Cardiac troponin is a sensitive indicator of myocardial ischemia, and increases in circulating levels are common in clinical situations in which myocardial oxygen demand exceeds supply without acute obstruction to coronary blood flow. The rise in RV pressure in patients with progressive PAH increases RV wall tension and oxygen demand. Torbicki and associates27 found elevated troponin levels in 14% of patients with PAH or inoperable chronic thromboembolic pulmonary hypertension. The 6-minute walk distance and mixed venous oxygen saturation were lower in patients with elevated troponin levels, and cumulative 24-month survival was only 29%, compared with 81% in patients with normal troponin levels.


Using the techniques that we have described in conjunction with a careful history and physical examination, the practitioner can make a reasonable assessment of PVR and right-sided heart performance. Comparison of serial measurements usually provides a clear picture of the patient’s response to therapy, but no one technique provides all the necessary information. Maintaining a chart of test results for each patient frequently helps clarify who is improving and who is getting worse (Table 1).28

When the results of most monitoring tools point in the same direction, a patient’s prognosis is fairly clear and treatment can be adjusted as indicated. However, it is not uncommon for patients to have evidence of disease progression on some tests and signs of improvement on others. Under these circumstances, pulmonary artery catheterization may help accurately assess cardiopulmonary performance.
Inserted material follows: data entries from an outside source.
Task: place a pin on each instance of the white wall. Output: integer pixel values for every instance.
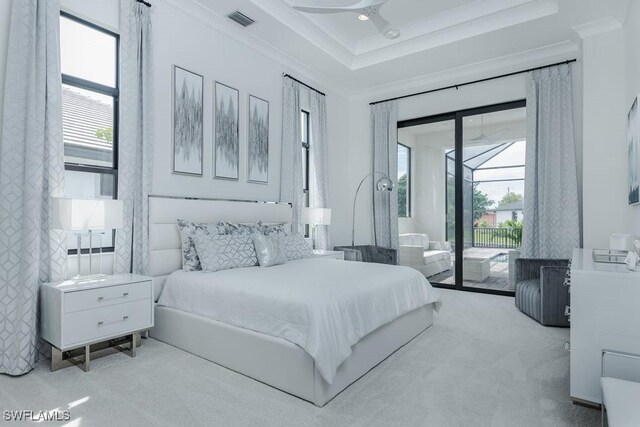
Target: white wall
(192, 42)
(632, 65)
(605, 153)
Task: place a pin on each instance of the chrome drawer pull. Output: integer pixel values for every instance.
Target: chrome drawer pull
(101, 322)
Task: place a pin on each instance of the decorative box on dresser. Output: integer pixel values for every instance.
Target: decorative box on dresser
(605, 314)
(81, 313)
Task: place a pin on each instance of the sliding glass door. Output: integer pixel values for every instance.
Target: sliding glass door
(426, 193)
(466, 190)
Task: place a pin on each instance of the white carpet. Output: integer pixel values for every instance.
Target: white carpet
(482, 363)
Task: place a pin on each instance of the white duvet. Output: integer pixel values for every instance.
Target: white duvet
(323, 305)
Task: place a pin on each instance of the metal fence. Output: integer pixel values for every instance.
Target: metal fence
(489, 237)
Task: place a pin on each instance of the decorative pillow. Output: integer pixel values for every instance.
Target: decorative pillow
(224, 252)
(296, 247)
(188, 230)
(275, 228)
(269, 249)
(235, 229)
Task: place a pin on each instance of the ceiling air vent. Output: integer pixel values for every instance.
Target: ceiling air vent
(240, 18)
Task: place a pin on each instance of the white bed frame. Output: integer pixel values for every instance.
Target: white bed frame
(273, 361)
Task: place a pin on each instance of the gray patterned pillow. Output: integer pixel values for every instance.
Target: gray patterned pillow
(224, 252)
(235, 229)
(296, 247)
(269, 249)
(188, 230)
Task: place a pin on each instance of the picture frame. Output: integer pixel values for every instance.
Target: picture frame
(633, 150)
(226, 147)
(188, 122)
(258, 140)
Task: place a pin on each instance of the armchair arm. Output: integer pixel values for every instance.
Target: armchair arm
(411, 255)
(350, 254)
(440, 246)
(554, 296)
(384, 255)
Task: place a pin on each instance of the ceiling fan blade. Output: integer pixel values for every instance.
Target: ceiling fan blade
(358, 7)
(384, 26)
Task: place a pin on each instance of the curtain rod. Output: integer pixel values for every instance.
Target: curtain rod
(569, 61)
(303, 83)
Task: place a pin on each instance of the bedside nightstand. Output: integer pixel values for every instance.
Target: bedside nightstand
(78, 316)
(329, 254)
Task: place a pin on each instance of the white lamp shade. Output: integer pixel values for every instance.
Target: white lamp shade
(87, 214)
(316, 216)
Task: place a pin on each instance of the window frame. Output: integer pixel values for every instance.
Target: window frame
(409, 179)
(113, 92)
(306, 178)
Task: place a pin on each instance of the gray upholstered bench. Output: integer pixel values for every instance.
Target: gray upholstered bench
(540, 290)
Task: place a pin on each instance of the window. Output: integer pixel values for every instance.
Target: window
(404, 181)
(89, 63)
(304, 118)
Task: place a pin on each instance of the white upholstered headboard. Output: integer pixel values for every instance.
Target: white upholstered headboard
(165, 254)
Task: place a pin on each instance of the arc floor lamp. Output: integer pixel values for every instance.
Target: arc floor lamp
(384, 184)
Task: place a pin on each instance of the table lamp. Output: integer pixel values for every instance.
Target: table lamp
(84, 216)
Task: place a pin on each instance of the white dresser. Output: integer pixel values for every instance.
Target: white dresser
(329, 254)
(80, 312)
(605, 313)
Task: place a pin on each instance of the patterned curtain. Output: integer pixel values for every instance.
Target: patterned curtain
(31, 173)
(291, 164)
(384, 121)
(319, 164)
(551, 221)
(135, 148)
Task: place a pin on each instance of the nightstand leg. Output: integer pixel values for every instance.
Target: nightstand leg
(56, 359)
(132, 346)
(87, 358)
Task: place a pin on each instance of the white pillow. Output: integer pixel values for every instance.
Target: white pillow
(297, 247)
(415, 239)
(224, 252)
(188, 230)
(269, 249)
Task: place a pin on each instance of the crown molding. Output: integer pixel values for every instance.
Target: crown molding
(472, 19)
(199, 12)
(486, 17)
(504, 64)
(338, 49)
(595, 28)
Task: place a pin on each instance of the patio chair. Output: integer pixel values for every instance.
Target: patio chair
(369, 253)
(540, 290)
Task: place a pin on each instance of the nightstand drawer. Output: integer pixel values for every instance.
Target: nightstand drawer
(106, 296)
(114, 320)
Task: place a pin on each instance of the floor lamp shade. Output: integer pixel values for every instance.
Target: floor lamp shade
(87, 214)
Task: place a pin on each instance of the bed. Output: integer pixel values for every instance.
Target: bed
(305, 362)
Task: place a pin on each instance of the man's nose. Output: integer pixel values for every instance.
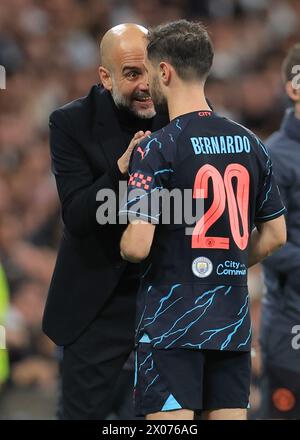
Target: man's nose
(144, 84)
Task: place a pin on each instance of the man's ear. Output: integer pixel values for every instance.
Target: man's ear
(165, 73)
(105, 78)
(293, 94)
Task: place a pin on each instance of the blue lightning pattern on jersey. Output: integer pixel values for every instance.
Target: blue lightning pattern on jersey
(185, 328)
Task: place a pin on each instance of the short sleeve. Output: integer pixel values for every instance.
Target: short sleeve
(269, 204)
(151, 169)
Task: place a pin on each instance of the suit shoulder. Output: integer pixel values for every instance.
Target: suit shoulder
(77, 110)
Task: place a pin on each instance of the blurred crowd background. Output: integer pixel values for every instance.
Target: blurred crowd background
(50, 50)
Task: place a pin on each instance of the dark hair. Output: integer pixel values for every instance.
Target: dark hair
(184, 44)
(292, 59)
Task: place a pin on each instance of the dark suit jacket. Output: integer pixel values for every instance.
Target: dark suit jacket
(86, 141)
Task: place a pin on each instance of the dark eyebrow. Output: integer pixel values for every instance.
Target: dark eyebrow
(130, 68)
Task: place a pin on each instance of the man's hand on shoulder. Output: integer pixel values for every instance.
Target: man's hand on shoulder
(123, 161)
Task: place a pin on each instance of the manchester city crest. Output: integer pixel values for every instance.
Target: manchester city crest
(202, 267)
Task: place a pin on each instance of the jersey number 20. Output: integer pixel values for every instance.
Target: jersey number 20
(223, 193)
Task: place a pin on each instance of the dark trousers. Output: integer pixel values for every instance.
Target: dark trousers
(92, 364)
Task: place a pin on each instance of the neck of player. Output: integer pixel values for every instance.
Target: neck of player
(186, 99)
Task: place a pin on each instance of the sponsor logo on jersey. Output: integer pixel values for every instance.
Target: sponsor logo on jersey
(202, 267)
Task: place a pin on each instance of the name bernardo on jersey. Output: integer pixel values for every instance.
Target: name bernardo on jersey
(220, 144)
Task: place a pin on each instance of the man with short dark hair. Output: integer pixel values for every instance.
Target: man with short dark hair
(193, 329)
(281, 305)
(90, 308)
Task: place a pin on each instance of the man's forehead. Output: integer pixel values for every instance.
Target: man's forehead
(126, 55)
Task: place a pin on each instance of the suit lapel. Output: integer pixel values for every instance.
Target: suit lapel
(107, 131)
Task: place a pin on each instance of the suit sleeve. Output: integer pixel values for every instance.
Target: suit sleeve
(269, 204)
(286, 259)
(151, 169)
(76, 185)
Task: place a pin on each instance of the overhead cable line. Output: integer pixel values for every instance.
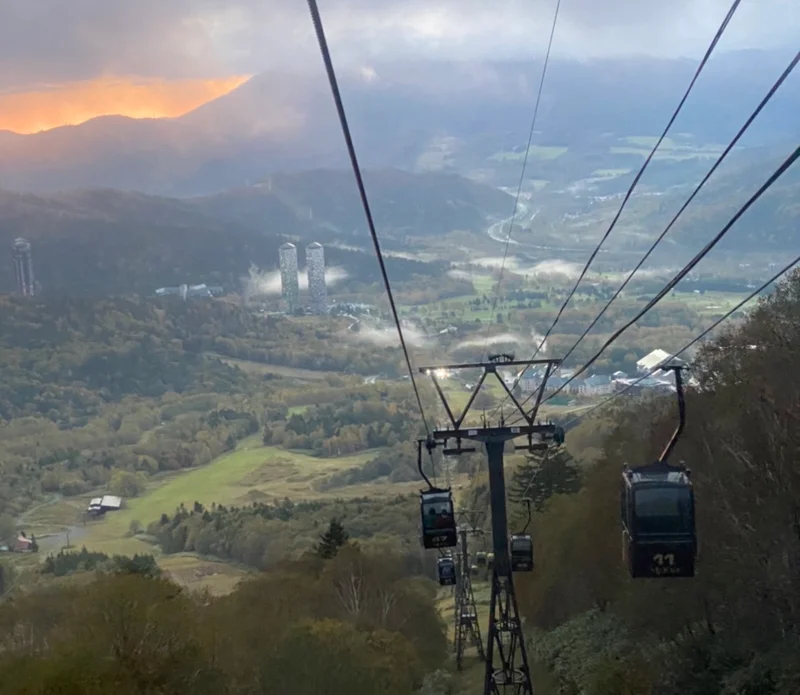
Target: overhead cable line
(522, 172)
(635, 181)
(782, 169)
(337, 97)
(697, 189)
(691, 343)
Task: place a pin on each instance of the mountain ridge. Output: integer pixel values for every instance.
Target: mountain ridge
(286, 122)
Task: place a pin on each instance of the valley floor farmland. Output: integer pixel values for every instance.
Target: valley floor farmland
(251, 473)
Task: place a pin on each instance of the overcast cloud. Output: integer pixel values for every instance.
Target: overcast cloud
(50, 41)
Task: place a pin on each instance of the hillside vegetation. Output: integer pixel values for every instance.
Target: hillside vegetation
(732, 629)
(102, 242)
(366, 622)
(110, 392)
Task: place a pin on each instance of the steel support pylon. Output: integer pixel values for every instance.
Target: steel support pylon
(507, 671)
(467, 630)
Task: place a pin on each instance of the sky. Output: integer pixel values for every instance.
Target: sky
(64, 61)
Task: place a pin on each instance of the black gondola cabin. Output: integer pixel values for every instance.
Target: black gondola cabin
(521, 553)
(446, 570)
(438, 519)
(658, 521)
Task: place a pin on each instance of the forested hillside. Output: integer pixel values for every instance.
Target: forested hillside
(101, 242)
(732, 629)
(356, 624)
(107, 393)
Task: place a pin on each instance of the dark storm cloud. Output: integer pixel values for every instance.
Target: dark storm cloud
(45, 41)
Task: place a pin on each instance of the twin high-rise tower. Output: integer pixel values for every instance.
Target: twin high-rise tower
(290, 286)
(23, 268)
(315, 259)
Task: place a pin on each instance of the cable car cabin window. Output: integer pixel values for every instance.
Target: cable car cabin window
(663, 510)
(437, 514)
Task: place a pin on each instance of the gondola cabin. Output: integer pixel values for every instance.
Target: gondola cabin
(521, 553)
(446, 569)
(438, 519)
(658, 521)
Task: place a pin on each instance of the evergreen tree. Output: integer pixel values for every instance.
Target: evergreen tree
(333, 539)
(553, 472)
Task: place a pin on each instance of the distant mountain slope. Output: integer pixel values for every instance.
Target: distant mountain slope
(286, 122)
(402, 203)
(105, 241)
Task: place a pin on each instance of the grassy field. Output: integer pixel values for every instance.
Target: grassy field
(261, 368)
(535, 152)
(218, 578)
(251, 473)
(708, 303)
(669, 149)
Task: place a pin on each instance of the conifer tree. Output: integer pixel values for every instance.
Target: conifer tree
(333, 539)
(553, 472)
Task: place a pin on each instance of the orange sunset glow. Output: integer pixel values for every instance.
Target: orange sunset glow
(76, 102)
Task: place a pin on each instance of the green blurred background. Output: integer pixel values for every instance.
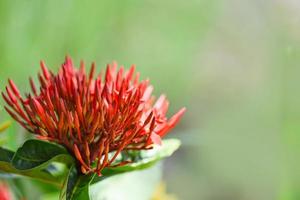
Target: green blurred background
(234, 64)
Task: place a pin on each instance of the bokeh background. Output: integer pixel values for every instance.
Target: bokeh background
(234, 64)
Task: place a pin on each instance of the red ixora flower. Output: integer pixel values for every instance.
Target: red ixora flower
(90, 116)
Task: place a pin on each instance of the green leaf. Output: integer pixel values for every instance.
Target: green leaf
(7, 168)
(148, 159)
(38, 154)
(76, 185)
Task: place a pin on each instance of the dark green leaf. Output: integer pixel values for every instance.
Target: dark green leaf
(37, 154)
(148, 159)
(7, 168)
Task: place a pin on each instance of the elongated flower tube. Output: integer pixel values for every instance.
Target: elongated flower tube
(93, 118)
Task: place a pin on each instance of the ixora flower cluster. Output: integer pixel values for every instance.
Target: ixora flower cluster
(94, 118)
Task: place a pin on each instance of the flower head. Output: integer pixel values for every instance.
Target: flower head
(92, 116)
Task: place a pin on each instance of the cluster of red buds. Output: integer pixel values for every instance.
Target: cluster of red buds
(90, 116)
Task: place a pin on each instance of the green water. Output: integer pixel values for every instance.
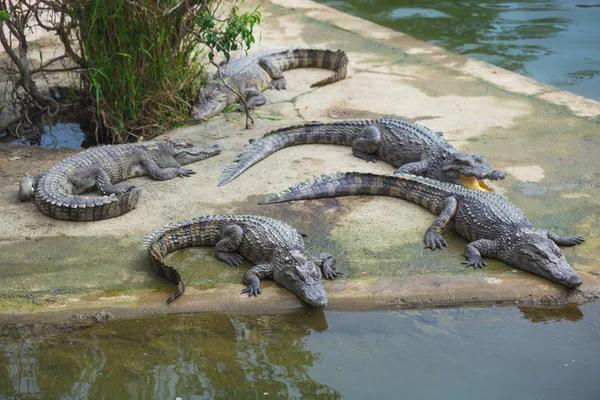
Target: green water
(555, 42)
(461, 353)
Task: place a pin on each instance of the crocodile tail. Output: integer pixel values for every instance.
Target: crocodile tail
(416, 189)
(334, 60)
(80, 209)
(341, 133)
(194, 232)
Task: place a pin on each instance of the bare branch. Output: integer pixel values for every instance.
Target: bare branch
(249, 120)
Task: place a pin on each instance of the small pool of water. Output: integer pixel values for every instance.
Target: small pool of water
(454, 353)
(555, 42)
(61, 134)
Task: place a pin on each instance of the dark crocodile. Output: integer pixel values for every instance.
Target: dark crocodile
(57, 192)
(276, 248)
(255, 73)
(494, 226)
(407, 146)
Another generalization may be worth keeping in mind: Patients with PAH who are “straddling the fence” between better and worse after several months of therapy are more likely to decline than to slowly improve. When it doubt, it is better to assume that a patient’s condition is worsening until repeated testing demonstrates otherwise. Table 2 presents clinical highlights of the monitoring process.